So here we are, basking in the glow that comes from hiking Colorado’s highest mountain (Mt. Elbert at 14,433 feet), and return to find Detroit’s Ford Field, Chicago’s Soldier Field, Minneapolis’ Metrodome and Cleveland’s Cleveland Brown Stadium will make a push to host the Big Ten football chamionship game.
There’s just one problem. Indianapolis’ Lucas Oil Stadium is, by far, the best choice.
How do we know this?
Let’s take a look.
First, the Big Ten hasn’t OFFICIALLY decided to have a football championship game, but it will happen. Commissioner Jim Delany said as much when Nebraska joined the Big Ten earlier in the summer, starting in the season of 2011. The league is set to make a gazillion dollars off of it, if it’s done right. That means, in part, selecting the best site.
The Big Ten wraps up its regular season the Saturday before Thanksgiving, so the championship game would either come right after Thanksgiving or the first Saturday in December.
Either way, it could be cold. That’s not a factor for Lucas Oil and the Metrodome, which are indoor stadiums. It will be factors for Cleveland and Chicago. Both are outdoor facilities.
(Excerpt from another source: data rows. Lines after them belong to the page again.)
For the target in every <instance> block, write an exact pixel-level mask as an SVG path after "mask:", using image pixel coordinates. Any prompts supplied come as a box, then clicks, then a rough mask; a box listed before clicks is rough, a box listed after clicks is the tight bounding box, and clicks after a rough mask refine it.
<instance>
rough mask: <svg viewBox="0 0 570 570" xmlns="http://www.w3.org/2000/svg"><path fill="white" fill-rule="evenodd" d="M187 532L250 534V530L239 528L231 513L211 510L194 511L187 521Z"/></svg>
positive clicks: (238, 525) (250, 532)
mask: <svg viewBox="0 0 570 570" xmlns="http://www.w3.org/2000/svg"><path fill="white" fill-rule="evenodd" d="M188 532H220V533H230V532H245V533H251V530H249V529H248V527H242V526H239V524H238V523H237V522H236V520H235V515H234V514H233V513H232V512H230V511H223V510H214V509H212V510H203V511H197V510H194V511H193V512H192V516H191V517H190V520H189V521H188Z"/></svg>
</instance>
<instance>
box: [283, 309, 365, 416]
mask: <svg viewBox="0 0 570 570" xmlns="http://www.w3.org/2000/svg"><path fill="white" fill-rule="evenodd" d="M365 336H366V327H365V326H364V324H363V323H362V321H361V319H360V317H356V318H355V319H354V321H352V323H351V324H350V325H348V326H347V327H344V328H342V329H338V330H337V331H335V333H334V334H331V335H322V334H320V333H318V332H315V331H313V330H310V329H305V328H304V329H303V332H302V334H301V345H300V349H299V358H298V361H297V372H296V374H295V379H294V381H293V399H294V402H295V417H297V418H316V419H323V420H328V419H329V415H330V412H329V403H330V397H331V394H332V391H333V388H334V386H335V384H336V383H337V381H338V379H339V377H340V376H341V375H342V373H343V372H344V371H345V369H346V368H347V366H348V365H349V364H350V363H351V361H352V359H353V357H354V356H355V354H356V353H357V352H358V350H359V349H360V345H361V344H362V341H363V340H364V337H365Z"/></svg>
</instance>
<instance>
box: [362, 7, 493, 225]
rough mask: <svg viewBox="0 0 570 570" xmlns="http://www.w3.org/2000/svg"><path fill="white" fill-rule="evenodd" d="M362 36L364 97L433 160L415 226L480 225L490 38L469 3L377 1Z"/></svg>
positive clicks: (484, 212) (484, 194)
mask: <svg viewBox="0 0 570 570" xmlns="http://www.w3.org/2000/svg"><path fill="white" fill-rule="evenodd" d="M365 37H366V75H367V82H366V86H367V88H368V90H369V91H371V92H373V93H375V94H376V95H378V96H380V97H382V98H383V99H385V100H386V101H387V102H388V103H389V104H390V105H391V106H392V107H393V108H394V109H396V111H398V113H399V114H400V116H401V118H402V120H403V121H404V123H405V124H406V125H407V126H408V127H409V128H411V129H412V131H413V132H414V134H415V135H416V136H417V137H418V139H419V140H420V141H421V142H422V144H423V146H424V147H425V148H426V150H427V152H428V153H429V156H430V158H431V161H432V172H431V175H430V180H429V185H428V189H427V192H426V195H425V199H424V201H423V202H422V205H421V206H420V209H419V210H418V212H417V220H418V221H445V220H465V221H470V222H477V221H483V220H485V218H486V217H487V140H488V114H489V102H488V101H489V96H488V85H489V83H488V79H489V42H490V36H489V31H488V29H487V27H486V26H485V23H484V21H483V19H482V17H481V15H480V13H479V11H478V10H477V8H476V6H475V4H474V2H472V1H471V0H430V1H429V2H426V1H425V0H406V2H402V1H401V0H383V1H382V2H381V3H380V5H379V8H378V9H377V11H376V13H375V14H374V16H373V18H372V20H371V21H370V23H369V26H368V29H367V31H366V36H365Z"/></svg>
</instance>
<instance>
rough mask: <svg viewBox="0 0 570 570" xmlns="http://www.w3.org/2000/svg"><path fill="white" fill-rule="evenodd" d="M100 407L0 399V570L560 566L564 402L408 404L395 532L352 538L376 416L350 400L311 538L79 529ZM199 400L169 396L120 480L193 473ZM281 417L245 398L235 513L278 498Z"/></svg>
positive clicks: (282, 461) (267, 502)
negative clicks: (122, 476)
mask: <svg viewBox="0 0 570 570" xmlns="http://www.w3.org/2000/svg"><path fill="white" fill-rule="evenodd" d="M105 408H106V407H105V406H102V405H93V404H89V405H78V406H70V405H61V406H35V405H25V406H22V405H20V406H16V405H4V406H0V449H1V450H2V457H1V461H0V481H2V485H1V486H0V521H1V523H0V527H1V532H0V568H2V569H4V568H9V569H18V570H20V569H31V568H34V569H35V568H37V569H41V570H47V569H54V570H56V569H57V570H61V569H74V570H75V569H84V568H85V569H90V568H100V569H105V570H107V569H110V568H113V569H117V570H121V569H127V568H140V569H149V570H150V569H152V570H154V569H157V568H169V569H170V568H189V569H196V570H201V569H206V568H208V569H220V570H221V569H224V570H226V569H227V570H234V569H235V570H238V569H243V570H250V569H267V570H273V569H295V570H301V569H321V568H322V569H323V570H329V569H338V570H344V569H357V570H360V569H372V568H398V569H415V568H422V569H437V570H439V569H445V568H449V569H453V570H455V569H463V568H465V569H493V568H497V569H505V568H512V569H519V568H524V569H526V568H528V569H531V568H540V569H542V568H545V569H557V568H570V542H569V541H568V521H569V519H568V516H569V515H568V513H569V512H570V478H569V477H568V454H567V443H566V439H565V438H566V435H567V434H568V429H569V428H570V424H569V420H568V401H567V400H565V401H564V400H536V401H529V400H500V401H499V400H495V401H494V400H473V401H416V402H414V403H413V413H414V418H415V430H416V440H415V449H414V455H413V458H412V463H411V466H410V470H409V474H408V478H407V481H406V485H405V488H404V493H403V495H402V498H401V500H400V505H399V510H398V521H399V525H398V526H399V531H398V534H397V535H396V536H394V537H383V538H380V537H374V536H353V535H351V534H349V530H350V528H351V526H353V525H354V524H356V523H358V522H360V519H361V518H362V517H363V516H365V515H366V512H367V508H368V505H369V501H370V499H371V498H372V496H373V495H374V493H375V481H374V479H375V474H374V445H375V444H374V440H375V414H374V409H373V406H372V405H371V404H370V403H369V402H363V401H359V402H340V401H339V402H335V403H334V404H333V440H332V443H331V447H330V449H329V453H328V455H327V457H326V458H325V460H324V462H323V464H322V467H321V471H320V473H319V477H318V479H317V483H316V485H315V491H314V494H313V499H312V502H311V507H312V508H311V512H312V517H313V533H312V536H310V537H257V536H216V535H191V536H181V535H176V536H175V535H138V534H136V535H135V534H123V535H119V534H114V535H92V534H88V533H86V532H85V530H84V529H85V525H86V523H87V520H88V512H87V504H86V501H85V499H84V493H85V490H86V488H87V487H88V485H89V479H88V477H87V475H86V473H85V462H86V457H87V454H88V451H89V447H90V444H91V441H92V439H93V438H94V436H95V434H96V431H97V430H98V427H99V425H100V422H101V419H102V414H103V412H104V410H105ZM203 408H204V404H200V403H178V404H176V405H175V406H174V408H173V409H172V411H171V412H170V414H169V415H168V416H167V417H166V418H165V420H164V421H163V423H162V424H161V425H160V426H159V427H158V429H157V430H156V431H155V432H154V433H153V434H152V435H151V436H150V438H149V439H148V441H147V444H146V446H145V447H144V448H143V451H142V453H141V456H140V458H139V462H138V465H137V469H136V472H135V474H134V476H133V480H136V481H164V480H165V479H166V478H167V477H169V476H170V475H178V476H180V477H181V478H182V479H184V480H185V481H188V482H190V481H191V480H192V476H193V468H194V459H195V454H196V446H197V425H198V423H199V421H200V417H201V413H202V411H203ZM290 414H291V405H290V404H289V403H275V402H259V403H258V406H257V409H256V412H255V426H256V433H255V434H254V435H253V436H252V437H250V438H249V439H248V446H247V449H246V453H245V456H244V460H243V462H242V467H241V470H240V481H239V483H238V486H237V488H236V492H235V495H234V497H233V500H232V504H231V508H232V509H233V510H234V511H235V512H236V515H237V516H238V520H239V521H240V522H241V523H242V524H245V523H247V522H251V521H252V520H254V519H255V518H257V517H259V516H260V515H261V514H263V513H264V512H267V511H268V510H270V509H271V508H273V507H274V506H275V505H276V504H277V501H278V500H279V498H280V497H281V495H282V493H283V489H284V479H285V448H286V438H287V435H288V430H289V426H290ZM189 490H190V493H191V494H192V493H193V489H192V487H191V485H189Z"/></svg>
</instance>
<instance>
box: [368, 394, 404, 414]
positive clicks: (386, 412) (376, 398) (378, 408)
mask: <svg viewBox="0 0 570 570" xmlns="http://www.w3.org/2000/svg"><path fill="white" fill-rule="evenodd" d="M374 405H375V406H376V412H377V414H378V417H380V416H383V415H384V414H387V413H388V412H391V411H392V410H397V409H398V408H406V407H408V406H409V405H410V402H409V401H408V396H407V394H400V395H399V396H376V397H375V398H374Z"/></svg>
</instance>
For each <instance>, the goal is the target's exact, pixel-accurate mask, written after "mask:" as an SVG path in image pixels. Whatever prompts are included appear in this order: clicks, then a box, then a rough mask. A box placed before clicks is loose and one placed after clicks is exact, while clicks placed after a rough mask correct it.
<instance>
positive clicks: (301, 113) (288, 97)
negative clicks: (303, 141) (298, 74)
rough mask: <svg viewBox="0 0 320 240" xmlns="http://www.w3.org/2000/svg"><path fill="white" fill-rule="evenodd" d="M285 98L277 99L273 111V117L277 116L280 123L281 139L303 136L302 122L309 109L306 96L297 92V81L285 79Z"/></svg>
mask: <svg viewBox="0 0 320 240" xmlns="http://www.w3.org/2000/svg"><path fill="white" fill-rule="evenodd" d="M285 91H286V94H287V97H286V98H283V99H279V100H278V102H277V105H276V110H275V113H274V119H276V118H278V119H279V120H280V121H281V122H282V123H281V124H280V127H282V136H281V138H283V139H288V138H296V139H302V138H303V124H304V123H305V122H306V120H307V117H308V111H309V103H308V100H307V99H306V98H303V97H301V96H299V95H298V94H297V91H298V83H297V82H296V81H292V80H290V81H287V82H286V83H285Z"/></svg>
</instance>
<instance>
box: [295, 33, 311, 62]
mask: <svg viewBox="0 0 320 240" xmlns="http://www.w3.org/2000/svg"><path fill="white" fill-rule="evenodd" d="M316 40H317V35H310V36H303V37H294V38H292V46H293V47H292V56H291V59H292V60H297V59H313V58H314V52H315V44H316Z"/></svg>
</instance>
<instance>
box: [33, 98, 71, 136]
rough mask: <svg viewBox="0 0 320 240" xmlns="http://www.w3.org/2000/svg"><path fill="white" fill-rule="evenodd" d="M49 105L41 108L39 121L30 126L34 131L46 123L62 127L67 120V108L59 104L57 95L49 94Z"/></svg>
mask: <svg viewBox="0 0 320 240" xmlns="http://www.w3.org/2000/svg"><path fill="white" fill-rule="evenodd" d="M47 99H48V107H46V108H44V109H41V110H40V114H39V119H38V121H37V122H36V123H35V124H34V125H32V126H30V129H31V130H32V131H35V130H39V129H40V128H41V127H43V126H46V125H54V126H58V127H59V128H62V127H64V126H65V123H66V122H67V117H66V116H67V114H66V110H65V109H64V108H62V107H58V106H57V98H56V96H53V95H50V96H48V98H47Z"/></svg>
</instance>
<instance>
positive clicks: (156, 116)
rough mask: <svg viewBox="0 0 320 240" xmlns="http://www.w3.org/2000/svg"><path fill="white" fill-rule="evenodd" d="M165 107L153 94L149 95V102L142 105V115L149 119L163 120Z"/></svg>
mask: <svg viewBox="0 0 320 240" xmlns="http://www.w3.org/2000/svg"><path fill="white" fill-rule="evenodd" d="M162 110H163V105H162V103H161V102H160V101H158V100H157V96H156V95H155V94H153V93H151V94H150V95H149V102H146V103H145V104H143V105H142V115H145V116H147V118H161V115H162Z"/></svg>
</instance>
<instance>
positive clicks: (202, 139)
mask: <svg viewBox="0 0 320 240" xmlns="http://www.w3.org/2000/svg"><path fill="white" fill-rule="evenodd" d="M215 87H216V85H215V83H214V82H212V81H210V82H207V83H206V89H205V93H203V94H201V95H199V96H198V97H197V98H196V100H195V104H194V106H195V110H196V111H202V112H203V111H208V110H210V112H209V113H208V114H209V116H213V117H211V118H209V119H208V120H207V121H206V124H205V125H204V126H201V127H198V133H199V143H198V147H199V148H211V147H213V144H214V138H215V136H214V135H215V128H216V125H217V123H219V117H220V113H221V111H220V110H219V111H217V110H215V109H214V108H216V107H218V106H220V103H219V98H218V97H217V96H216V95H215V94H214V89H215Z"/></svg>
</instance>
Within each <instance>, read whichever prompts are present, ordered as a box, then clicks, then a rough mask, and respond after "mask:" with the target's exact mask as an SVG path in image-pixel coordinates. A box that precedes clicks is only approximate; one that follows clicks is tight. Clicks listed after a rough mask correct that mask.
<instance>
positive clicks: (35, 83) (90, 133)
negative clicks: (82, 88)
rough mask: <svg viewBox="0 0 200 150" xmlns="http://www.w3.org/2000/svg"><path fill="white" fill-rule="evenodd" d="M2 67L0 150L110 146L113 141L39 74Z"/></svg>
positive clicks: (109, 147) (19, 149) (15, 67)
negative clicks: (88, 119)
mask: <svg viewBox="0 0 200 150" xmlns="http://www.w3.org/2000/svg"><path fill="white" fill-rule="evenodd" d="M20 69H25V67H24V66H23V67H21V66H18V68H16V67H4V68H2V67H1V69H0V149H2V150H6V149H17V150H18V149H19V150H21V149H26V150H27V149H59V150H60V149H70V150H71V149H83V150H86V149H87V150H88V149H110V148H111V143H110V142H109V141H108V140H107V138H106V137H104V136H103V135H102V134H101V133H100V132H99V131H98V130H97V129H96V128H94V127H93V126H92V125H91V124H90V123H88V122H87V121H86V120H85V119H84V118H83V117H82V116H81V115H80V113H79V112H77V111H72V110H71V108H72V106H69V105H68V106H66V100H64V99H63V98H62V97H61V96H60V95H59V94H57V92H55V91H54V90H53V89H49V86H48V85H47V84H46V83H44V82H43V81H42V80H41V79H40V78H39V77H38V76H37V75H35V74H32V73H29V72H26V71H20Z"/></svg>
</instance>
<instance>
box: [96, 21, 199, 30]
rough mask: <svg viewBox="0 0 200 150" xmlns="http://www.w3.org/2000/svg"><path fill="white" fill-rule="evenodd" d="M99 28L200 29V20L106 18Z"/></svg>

Do you REALLY want to have games in December in Chicago and Cleveland? Yes, the Bears and Browns do it. Yes, those fans adapt to the conditions. Still, is it realistic to expect those stadiums to sell out in nasty weather? Do college football fans really want to put up with that. Maybe the first year or two given the novelty of the event, but after that, forget it.
So cut Chicago and Cleveland from the list.
Detroit and Minneapolis have big-time facilities, are are used to handling big-time events. Neither, however, are as accommodating as far as hotels, restaurants and bars as Indianapolis. Everything you could possibly want except St. Peter’s Pearly Gates are within easy walking distance. Plus, Indy is more centrally located than any other city. It is more fan friendly than any other place.
Lucas Oil Stadium was designed to hold major events, from Colts games to the NCAA Final Four to the Super Bowl. It is as fine a spots facility as there is in the world.
Finally, Indy officials know how to host major events. Every year they host the Big Ten Conference men’s and woman’s basketball conference tourneys in Indy, plus the Indy 500 and Brickyard 400. They have the resources, experience and system in place to handle the job.
Of course, Big Ten officials have not asked for our advice or input. They will do what they feel is best for the conference, and if that consists of rotating the site every year between the five interested cities, they’ll do it.
But if they want the most bang for their buck, make Lucas Oil Stadium the permanent host site.